Example 5: A nucleosome prior fragmentation index: fragment length and dyad position

For each cfDNA fragment with a certain length, we can now provide statistics describing the likely nucleosome dyad location relative to the fragment and whether information about the location of a hypothetically associated nucleosome dyad can be derived from them at all.

A clinical example would be the cfDNA analysis of a healthy individual, where the majority of cfDNA fragments has a clearly symmetrical pattern, i.e., the dyad can be positioned in the center of the cfDNA fragments. A similar symmetrical pattern is expected from cfDNA fragments of pregnant women, although the fetal-derived cfDNA increases the number of shorter cfDNA fragments. However, as pregnancy is a physiological process, DNA digestion in the apoptotic cells is mostly symmetrical. In contrast, in a pathological process, such as cancer, canonical digestion is disturbed in many cells resulting in an increase of cfDNA fragments with an asymmetric dyad position (Figure 20).

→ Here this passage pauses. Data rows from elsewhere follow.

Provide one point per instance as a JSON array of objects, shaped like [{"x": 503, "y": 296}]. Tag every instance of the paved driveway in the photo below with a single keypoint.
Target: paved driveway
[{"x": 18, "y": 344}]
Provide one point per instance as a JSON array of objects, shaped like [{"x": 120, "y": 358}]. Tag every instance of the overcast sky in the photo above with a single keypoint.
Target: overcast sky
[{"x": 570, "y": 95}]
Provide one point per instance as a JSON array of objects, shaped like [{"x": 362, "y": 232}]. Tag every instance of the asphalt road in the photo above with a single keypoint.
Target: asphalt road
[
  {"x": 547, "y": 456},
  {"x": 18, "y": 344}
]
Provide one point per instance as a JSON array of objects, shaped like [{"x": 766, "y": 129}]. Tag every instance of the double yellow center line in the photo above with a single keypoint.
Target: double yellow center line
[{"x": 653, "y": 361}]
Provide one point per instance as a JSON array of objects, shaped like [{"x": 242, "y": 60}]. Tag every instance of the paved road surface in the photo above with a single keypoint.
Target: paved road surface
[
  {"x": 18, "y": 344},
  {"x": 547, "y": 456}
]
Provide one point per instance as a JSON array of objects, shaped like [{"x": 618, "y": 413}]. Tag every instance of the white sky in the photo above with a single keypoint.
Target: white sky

A way of representing dyad statistics is illustrated for different fragment lengths in Figure 12D: raw cleaving resistance maxima (= dyad) counts relative to fragment bases that start at position 0 and end at the second light grey vertical line. These dyad count distributions are used in computing the nucleosome dyad prior distributions. Furthermore, we can calculate a nucleosome-conferred DNA cleaving resistance, which was most substantial for 149bp cfDNA fragments (Figure 12D).

The degree of well-positioned ends relative to the dyad enables us to establish detailed symmetry statistics. For example, several studies found that plasma DNA samples from patients with cancer are enriched for smaller cfDNA fragments (<150bp) and that the size distribution of small cfDNA fragments (100-150bp) to larger cfDNA fragments (151-220bp) can distinguish between healthy cfDNA patterns and those from patients with cancer (Mouliere et al., 2018). Here, we can add the nucleosomal dyad position for each fragment in addition to the fragment size fractions. As mentioned above, multiple processes such as nucleosome breathing, nucleosome sliding, and specific physiological and pathological states, affect the accessibility of nucleosomal DNA. Hence, the dyad position within cfDNA fragments is highly informative about an individual's health status. For example, cfDNA fragments of cancer patients will have an increased variability of dyad positions per cfDNA fragment.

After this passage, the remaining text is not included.